As domestic demand wanes, Chinese steel exports rise



China last year produced 800 million metric tons of steel, or about half the world’s steel output. As the construction industry is one of the biggest steel consumers, demand for steel falls when the volume of new construction declines. Last year, China produced 2 % less steel than in 2014. With the domestic steel prices nose-diving, China’s top-100 steel producers last year posted collective losses of 65 billion yuan ($10 billion).

In reaction, steel producers have sought out demand in foreign markets. Cheap Chinese steel has succeeded in gaining market share elsewhere, with steel exports nearly doubling over past two years. The rest of the world’s producers have accused the Chinese of dumping. The EU, United States and Japan have all imposed protectionist tariffs on certain Chinese steels within the framework of their WTO commitments. The EU and the US are currently considering expanding their anti-dumping tariffs to cover additional Chinese steel products.

China’s steel production capacity is about 1.170 billion tons a year and new capacity is still coming on stream.
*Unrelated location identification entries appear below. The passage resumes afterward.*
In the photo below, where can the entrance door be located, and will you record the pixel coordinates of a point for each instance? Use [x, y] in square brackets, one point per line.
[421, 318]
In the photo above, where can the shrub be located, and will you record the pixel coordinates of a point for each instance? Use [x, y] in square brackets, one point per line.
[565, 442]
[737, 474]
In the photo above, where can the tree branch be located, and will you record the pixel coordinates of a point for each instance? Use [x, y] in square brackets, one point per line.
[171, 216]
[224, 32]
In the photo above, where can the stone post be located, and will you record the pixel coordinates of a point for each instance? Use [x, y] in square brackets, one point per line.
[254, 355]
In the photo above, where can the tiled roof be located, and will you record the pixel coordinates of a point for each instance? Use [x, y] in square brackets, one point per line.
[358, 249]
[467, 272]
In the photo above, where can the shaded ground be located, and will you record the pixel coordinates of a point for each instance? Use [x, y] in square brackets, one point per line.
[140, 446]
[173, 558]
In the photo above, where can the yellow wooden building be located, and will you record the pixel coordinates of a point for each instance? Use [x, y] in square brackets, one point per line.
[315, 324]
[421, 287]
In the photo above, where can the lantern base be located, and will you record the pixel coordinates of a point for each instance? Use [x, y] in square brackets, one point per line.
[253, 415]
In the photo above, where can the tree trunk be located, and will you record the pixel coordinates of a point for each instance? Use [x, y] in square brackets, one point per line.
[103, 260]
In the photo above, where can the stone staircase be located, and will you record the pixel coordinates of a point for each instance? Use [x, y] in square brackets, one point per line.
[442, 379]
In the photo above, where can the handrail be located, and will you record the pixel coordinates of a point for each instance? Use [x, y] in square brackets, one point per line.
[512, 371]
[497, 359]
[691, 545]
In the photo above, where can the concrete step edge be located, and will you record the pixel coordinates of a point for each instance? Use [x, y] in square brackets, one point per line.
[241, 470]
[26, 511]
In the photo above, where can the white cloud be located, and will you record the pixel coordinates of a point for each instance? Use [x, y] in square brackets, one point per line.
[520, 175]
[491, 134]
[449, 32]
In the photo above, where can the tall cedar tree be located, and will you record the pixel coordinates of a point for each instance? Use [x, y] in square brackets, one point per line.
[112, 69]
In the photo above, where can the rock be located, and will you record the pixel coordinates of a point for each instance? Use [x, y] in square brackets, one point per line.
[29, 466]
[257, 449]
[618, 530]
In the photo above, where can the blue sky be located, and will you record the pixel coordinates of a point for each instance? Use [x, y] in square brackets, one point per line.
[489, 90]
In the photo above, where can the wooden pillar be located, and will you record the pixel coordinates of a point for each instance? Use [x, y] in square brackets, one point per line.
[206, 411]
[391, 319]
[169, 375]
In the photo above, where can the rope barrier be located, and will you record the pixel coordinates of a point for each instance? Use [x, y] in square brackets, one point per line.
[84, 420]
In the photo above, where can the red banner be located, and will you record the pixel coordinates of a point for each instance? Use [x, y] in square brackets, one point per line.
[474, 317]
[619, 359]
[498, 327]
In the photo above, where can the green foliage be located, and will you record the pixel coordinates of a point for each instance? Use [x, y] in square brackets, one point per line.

At the same time, demand for steel is expected to decline as services increasingly become the main economic engine. The government has repeatedly said that it intends to shutter mills until the industry’s overcapacity problems are under control. The current target calls for cutting output by 100–150 million tons by 2020. China’s central government has declared similar initiatives many times before with little effect because local governments fiercely defend their producers.